Thursday, February 28, 6:30 p.m.:
(French Studies Colloquium, La Maison française)
Martin EVANS, Professor in Contemporary European History (University of Sussex), author of Algeria: France’s Undeclared War (Oxford UP, 2012):
The 1956 French Republican Front’s ‘Civilizing Mission’: Algeria, the Cold War and the Third Way
Abstract:
This lecture will examine why the left-wing Republican Front Government, elected in January 1956 and led by the Socialist Party General Secretary, Guy Mollet, intensified the Algerian War in February, March and April, passing the ‘special powers’, recalling reservists and launching a concerted policy to win Muslim ‘hearts and minds’. It will analyze how this strategy, entitled ‘pacification’, was justified in terms of a third way between settler extremism and the FLN.
At the same time this paper will set the Republican Front policy within the wider international context.
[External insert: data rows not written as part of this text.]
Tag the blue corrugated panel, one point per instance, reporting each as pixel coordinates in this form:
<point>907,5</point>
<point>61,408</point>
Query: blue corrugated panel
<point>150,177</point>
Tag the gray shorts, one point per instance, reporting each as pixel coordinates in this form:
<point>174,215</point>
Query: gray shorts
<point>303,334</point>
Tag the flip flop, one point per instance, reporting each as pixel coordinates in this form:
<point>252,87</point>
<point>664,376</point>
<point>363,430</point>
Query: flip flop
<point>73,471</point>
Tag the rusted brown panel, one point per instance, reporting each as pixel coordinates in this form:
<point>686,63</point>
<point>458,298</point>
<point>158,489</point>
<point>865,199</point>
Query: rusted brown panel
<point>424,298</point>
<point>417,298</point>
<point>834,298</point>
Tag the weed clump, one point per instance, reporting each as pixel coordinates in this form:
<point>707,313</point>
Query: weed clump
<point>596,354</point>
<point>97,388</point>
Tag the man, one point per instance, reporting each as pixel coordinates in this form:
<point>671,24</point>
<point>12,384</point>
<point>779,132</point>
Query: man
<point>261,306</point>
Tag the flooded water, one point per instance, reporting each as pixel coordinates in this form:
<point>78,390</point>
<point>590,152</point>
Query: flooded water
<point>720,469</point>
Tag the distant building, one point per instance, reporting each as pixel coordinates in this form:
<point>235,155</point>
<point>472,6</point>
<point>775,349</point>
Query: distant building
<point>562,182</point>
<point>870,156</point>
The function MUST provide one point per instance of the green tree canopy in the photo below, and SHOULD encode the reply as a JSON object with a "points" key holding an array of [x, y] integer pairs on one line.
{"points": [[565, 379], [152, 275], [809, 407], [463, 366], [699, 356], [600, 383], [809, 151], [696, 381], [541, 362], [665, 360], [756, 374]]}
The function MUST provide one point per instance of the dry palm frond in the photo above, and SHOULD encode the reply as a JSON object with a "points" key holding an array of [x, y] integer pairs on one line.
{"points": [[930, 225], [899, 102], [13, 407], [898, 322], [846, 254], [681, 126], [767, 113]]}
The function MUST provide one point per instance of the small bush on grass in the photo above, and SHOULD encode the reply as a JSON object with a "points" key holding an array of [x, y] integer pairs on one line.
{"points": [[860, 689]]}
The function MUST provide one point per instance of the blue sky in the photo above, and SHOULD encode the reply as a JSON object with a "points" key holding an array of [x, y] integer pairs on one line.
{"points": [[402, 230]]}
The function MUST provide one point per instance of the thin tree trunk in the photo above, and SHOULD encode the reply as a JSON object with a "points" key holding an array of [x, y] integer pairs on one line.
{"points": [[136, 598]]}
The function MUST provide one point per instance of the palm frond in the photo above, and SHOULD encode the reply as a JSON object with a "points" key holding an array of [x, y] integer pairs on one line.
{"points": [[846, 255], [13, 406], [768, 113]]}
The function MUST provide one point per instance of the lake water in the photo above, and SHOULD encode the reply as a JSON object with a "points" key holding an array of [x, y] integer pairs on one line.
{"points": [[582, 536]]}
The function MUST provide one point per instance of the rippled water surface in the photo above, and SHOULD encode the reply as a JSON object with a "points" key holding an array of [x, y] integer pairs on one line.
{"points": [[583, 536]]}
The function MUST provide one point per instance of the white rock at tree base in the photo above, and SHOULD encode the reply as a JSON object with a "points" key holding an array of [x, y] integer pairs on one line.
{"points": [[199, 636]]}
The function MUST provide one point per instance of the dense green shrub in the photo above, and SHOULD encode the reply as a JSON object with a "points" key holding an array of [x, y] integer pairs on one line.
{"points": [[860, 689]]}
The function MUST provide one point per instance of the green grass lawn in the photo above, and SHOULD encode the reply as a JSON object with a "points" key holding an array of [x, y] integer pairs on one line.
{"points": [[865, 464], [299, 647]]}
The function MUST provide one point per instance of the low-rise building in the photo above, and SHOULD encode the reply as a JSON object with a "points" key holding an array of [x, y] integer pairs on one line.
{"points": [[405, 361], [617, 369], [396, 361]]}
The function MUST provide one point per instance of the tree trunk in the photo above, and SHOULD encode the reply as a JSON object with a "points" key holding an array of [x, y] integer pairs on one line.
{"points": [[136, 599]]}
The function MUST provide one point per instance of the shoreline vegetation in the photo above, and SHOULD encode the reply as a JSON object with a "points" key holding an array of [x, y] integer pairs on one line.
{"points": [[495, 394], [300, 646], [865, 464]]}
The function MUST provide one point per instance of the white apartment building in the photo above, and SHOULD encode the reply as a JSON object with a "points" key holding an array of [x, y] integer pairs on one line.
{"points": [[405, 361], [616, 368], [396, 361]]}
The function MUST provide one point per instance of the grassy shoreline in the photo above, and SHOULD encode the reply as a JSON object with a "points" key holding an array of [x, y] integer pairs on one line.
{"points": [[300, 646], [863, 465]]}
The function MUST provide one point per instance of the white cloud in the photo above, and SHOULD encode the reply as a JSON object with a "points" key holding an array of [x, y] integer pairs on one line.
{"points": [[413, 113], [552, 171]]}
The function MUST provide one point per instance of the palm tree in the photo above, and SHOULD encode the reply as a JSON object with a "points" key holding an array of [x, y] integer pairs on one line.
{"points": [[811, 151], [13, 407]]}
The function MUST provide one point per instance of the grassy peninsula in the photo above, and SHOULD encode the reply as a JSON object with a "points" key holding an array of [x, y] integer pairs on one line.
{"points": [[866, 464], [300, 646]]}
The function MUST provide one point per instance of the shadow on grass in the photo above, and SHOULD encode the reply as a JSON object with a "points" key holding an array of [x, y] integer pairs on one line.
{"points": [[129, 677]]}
It will analyze how strategy in Algeria was seen to be inseparable from opposition to pan-Arab Egypt and support for socialist Israel. Within this schema the Republican Front Government stressed the symmetry between France and Israel. Both were seen to be ‘civilized’. Both were seen to be ‘democratic’. Both were seen to be involved in a struggle against ‘feudalism’ and pan-Arab nationalism. Support for socialist Israel was seen to be an example of international solidarity against Nasser whose pan-Arab nationalism, it was argued, was ultimately controlled by the Soviet Union. It was also motivated by the belief that weakening Nasser through Israel would also destroy the FLN. In this way the paper will examine how support for Israel intersected with Cold War anti-communism, memories of appeasement and concepts of a democratic anti-communist ‘Eur-Afrique’.